Hasta aquí, podemos constatar una diferencia conceptual que nos obliga a discernir entre la racionalidad conservadora y su concepción sobre autoridad, tradición y Estado –expuesta en la conocida obra de Góngora, respecto de las premisas del paradigma managerial–. Si bien es posible trazar una primera “fricción” entre las tesis de Chicago y el discurso conservador, también corresponde adelantar una explicación en torno a la posterior hegemonía de la modernización hayekiana.

Si bien la década de los 70 marca una inflexión colosal en la gramática del mundo conservador, por cuanto la modernización tiene un carácter vinculante con un conjunto de tecnopols, ello viene a representar un potencial riesgo “identitario” y “programático”, por cuanto los partidos de derechas quedan capturados bajo el viraje liberal hacia el paradigma  subsidiario. Quizás este momento del conservadurismo, proveniente de ramificaciones más genuinas, se entroncó con los aspectos utilitarios-atomistas más sombríos de la propia modernización –representados crudamente en la figura de los Chicagos Boys–. 

A partir de lo anterior el discurso neoconservador se consagró a “anudar” dos campos ontológicos que derivan en posiciones antagónicas  fusionadas por la vía de la modernización posestatal, contribuyendo a reducir el margen de acciones que anteriormente eran gestionadas desde la autoridad estatal (ideario monarcal). De tal suerte, no podemos obrar de soslayo respecto de esta “peculiar” mutación entre mixturas argumentales que obedecen a diversos sistemas de significación y que dieron lugar al tronco liberal-conservador y su actual cisma.

Podemos arriesgar una explicación tentativa para abordar esta paradoja que acompaña el mentado eje liberal-conservador. Existe una abundante literatura que demuestra con rigor inapelable que el inicio de las políticas de externalización, privatización, desindustrialización y transformación del Estado chileno, tienen lugar a partir del año 1976 bajo un expediente antifiscal que buscaba dejar atrás los desbordes inflacionarios del periodo populista. Tenemos la impresión de que el giro obligatorio del conservadurismo es algo posterior a los ajustes antes mencionados (a lo menos un quinquenio) y consiste en su necesidad de blindar el factum de las transformaciones ya activadas desde la segunda mitad de la década de los 70 por la Escuela de Chicago; esta vez, liberales y conservadores se sienten interpelados por una vocación antiestatista y suscriben al principio de subsidiariedad. 

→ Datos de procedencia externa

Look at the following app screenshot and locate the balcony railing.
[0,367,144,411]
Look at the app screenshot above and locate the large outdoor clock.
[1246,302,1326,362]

Esta mutación a procedimientos, axiomas y definiciones técnicas, da cuenta de un pragmatismo que explica algunas de las tensiones coyunturales que actualmente tienen lugar entre conservadores y liberales dentro de la propia Unión Demócrata Independiente y el “neoliberalismo espiritista” del Partido Republicano.

A pesar de una comunidad de preocupaciones, de su impulso expansivo, Jaime Guzmán giró hacia recetas liberalizantes y debe ser recordado como el arquitecto de la más desenfadada (y eficiente) fusión del “neoliberalismo integrista”. Fusión que años más tarde develó la obcecación revolucionaria del pensamiento conservador: nacionalizar la globalización y mundializar Chile.

Carlos del Valle R. y Mauro Salazar J. Doctorado en Comunicación. Universidad de la Frontera.